After a literature survey, we have found that there are currently relevant studies. For instance, researchers used anti-FGFR1 antibodies to modify iron oxide nanoparticles to achieve the treatment of human osteosarcoma cells (U2OS) with FGFR1 overexpression tumors with a selective killing effect (Figure 3) [14].

From the perspective of investigational new drug development, it should be noted that such a modification is different from preparing an antibody-drug conjugate (ADC). ADC refers to a class of targeted therapeutic systems that combine monoclonal antibodies with cytotoxic drugs through a linker [15], essentially belonging to another type of new chemical entity (NCE). Therefore, in the FDAʼs 505b (1) or China NMPAʼs new drug application process, the safety and efficacy of ADC needs to be re-studied independently of the drug itself [16]. Our proposed idea is to incorporate anti-FGFR1 antibodies onto the surface of nanoparticles through physical or chemical methods, thereby creating a new type of drug delivery system without the need to develop a new NCE. The physical methods include adsorption or encapsulation (such as based on hydrophobic interaction); the chemical methods include covalent coupling (such as using EDC/NHS to link the amine groups of the antibody to the carboxyl groups of the nanoparticles). The physical methods are simple but have poor stability, while the chemical methods are stable but require control of the coupling efficiency. For drugs that have already been approved by the FDA, developing an anti-FGFR1 antibody-modified nano-delivery system is essentially modified formulation research (equivalent to the FDAʼs 505b (2) approach or the modified new drug application of China NMPA). The previous research data on the safety and efficacy of the drug itself are still applicable, and thus the cost is relatively low. Hence, for the sake of new drug application, we believe that the design concept of the anti-tumor nanomedicine proposed in this article has certain reference value.
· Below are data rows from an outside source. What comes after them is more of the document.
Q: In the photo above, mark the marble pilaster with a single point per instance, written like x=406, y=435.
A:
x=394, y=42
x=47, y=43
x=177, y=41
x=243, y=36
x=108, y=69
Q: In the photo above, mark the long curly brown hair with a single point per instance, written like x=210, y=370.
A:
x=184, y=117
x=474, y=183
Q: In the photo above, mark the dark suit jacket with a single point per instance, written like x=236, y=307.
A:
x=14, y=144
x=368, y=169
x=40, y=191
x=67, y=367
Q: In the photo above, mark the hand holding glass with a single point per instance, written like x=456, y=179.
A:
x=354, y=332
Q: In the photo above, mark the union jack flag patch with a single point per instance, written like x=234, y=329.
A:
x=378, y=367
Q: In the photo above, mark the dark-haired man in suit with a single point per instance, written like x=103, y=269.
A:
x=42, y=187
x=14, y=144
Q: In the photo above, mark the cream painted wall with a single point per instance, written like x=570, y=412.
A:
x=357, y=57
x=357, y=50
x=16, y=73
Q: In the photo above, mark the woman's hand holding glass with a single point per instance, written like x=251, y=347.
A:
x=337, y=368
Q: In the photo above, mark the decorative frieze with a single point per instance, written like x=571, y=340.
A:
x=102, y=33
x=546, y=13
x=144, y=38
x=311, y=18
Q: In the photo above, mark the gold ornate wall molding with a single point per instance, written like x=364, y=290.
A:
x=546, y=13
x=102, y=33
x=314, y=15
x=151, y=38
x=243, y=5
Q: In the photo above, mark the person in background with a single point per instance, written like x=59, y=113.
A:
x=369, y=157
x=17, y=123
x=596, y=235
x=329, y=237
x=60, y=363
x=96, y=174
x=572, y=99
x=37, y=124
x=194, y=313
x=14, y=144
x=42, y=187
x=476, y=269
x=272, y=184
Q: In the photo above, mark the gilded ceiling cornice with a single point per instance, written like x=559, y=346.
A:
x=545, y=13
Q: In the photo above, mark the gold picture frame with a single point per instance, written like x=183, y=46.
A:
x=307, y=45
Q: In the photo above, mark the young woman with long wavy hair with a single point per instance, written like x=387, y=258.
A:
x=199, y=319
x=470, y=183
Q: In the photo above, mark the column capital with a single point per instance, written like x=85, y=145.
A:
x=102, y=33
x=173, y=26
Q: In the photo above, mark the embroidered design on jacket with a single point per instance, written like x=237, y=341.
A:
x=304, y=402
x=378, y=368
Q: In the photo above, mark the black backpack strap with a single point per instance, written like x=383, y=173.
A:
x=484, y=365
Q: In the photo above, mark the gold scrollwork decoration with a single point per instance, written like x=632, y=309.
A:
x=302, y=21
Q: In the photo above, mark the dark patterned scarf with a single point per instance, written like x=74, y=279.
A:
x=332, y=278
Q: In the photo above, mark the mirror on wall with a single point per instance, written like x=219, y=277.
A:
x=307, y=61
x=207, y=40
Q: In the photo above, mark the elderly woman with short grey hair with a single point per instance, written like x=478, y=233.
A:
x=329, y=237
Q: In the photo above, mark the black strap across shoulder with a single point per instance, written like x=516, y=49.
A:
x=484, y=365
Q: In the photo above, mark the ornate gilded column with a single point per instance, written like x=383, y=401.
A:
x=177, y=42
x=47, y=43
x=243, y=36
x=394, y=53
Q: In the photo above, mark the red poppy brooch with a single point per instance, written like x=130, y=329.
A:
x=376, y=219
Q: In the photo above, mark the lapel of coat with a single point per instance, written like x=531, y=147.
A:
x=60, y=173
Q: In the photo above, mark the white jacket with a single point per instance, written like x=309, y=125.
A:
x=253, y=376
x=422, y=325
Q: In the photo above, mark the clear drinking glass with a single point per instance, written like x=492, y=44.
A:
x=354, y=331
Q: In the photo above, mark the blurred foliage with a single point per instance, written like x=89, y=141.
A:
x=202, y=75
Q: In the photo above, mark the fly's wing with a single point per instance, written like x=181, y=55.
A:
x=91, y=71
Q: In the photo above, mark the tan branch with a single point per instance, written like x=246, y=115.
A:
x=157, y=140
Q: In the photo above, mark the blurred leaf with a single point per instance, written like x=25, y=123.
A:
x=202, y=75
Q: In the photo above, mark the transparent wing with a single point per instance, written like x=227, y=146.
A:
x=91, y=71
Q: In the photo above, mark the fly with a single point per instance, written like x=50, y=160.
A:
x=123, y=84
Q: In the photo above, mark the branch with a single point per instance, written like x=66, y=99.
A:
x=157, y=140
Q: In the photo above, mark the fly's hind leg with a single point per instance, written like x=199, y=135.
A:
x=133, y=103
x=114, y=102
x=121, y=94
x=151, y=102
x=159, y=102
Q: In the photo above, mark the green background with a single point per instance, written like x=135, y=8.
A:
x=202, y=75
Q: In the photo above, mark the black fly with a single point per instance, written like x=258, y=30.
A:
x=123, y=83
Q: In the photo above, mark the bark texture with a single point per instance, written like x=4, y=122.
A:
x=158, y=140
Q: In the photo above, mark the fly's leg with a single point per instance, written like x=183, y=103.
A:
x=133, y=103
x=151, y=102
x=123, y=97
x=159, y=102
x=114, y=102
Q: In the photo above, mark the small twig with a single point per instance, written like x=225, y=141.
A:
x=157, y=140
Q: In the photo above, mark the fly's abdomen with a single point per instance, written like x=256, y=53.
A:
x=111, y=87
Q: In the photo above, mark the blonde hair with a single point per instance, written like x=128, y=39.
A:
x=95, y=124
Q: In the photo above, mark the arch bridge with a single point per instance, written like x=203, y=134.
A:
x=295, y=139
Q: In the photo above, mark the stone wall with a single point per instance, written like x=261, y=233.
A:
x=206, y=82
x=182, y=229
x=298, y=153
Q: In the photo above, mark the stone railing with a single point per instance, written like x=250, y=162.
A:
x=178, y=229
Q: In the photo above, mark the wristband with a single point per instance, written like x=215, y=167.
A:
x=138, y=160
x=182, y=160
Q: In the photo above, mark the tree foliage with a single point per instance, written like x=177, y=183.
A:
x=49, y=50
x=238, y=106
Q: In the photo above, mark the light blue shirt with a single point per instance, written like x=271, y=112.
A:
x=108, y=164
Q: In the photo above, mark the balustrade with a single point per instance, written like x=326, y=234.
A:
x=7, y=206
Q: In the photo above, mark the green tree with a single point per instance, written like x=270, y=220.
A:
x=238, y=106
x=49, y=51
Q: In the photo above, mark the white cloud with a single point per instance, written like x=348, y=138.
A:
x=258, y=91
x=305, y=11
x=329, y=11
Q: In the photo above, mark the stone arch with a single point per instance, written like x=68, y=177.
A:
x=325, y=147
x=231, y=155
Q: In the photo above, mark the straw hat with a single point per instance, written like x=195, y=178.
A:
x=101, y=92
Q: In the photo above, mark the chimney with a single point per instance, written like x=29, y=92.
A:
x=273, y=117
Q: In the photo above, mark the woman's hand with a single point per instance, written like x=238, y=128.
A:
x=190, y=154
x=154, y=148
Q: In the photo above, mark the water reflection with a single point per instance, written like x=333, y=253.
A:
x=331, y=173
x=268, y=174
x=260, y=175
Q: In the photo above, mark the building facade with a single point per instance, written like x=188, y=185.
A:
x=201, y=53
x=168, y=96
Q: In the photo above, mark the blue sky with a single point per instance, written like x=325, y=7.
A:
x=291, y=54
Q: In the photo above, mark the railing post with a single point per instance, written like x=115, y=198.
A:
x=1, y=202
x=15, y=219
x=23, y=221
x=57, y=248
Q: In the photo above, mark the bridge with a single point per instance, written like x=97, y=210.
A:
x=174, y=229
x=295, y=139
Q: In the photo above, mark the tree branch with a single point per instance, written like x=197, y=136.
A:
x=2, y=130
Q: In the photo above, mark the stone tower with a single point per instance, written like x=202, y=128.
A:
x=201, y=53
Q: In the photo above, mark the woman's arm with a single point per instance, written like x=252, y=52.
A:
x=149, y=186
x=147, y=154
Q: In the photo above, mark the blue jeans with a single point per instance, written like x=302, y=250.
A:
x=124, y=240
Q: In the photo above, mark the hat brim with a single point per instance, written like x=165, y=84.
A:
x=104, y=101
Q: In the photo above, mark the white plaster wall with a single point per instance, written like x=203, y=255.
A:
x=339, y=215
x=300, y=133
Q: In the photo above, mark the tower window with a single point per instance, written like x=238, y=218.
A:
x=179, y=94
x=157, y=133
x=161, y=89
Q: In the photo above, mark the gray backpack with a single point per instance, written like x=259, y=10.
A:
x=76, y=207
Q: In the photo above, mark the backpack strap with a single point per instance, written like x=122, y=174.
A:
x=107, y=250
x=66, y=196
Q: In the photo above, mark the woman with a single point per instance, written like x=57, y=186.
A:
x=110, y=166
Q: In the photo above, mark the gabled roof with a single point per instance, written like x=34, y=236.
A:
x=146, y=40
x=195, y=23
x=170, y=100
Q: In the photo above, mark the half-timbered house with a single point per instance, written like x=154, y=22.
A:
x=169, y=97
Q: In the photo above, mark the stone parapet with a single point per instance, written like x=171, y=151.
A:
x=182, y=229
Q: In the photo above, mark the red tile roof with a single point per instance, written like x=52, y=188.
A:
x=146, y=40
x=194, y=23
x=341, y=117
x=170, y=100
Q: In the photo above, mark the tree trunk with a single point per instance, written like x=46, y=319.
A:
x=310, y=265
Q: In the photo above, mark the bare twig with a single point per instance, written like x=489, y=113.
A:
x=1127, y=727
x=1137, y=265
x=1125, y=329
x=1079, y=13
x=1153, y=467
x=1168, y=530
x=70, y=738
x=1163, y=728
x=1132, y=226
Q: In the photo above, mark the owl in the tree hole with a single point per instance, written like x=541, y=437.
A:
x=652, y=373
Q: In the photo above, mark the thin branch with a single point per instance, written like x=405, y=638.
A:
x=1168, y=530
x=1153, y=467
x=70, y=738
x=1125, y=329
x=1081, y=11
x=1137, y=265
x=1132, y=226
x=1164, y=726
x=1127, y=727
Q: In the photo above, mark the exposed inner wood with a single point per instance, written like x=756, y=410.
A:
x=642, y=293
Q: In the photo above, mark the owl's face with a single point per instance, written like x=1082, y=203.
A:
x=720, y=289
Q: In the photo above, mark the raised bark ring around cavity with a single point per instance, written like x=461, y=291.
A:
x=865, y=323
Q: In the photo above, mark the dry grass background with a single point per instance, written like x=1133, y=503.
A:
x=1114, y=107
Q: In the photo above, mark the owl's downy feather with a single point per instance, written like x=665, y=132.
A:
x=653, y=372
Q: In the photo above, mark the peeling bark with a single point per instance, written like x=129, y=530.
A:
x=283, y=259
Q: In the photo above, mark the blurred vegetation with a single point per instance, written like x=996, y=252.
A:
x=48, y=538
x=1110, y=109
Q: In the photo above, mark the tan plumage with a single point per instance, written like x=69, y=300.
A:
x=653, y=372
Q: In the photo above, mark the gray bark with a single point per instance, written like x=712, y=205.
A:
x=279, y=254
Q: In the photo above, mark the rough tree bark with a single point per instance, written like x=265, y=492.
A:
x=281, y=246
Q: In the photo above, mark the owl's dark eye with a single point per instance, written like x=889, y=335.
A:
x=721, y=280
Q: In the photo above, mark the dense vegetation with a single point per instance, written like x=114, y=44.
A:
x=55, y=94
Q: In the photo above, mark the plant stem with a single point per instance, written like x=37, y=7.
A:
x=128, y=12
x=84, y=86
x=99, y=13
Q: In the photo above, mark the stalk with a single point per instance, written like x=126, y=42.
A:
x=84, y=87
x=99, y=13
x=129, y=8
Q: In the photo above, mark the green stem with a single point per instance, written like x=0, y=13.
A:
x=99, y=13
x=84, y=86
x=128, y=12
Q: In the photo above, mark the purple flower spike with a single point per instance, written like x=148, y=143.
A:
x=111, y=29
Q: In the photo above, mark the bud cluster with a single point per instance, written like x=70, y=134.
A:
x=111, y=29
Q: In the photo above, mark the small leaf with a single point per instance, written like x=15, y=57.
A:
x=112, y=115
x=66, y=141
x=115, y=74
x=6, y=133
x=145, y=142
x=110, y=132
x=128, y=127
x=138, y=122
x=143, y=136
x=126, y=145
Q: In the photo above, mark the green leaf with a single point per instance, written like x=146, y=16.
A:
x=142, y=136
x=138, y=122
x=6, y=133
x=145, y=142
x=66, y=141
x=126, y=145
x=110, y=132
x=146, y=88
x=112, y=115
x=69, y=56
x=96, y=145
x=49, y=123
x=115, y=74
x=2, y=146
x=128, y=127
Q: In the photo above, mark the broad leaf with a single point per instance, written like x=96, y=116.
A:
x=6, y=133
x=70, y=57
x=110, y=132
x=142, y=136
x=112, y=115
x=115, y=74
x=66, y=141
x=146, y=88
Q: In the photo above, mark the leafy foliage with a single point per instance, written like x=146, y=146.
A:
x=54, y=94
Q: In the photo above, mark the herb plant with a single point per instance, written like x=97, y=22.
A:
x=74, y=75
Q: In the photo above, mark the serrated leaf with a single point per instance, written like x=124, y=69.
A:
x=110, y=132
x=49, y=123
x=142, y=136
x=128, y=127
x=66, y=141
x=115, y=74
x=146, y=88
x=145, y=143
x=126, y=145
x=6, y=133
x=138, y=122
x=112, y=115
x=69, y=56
Of course, constructing a nanodelivery system modified with anti-FGFR1 antibodies also involves certain technical difficulties. In particular, how to maintain the quality homogeneity and reproducibility under large-scale production is worthy of in-depth discussion. We suggest focusing on the following issues: Improving antibody modification methods to enhance the stability of antibody-nanoparticle conjugation during the synthesis process; formulating a quality control plan to accelerate the promotion of the clinical application of related drug delivery systems.